しっかりと造られている建築なら,資源節約の点からもできるだけリフォームして活かしたいものです。その場合,設計図を検討して耐震性にも配慮しながらリフォームのプランをたてなければなりませんが,たいがいのケースでは,元の図面や工事監理の資料や施工写真は残っていないので,耐震性をチェックすることも簡単ではありません。
地方自治体が補助して行っている簡易耐震診断は,外観の目視が基本なので,見えない部分の施工のレベルや腐朽の状態も解らないので,信頼性が高いとは言えませんから,気休め程度にしかなりません。そうすると,実測平面図をつくった上で内部構造を詳細に調査することになりますが,それには数十万円以上の調査費用がかかるため,そこで二の足を踏む方も多いようです。

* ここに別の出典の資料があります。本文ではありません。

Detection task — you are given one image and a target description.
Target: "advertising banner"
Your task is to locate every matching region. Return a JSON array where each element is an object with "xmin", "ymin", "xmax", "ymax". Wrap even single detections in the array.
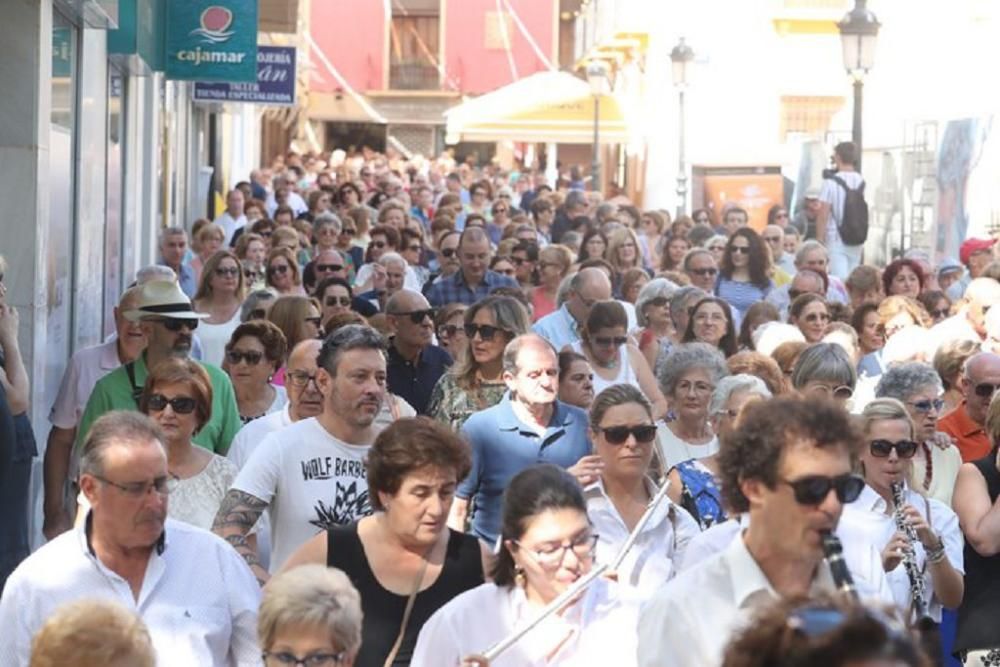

さらに,リフォーム工事は金額が少ないため,建設業者登録をしていない“にわか施工者”が多いことにも注意していただきたいところです。地元に根付いた信頼できる工務店に頼むのが安心でしょう。
下記は,私のホームページの「随筆集」
http://www.sol.dti.ne.jp/~eguchi/EGUCHI.9.html
の『リフォームブームに危惧』冒頭部分です。ご参考までに。
リフォーム番組が消費者をミスリードしている。
設計者(設計事務所)は設計を依頼されると,予算を考えながらデザインし設計図をまとめる。さらに工務店から見積をとってチェックした後に,注文主と工務店は工事契約を結び,ようやく着工となる。これは新築もリフォームも同じだ。
しかし,テレビではそれらの説明はなく,いきなり解体にかかり,壊しながらデザインを考えたりしている。普通そんなことはありえない。完成するまで工事費が確定しないのでは,注文主は心配でしかたがない。そんなやり方が通用するのは「どんぶり勘定」で契約した場合だけだろう,
登場する“タクミ”と呼ばれる人物は,時にはのこぎりを持ったりして,職人なのか設計者なのか(工務店の人なのか設計事務所の人なのか)わからないことも。これは省略しているというよりも,番組制作者たちが実情を知らないからだろう。同じことは,一部の表層的な『建築家ブーム』をつくっている一般誌の編集者たちにも言えること。
これらの影響か,デザインすることには時間と労力と費用(設計監理報酬)が必要という認識すら持たない依頼主(依頼主候補者?)が訪れてきて困惑したという建築家の話しもちらほら。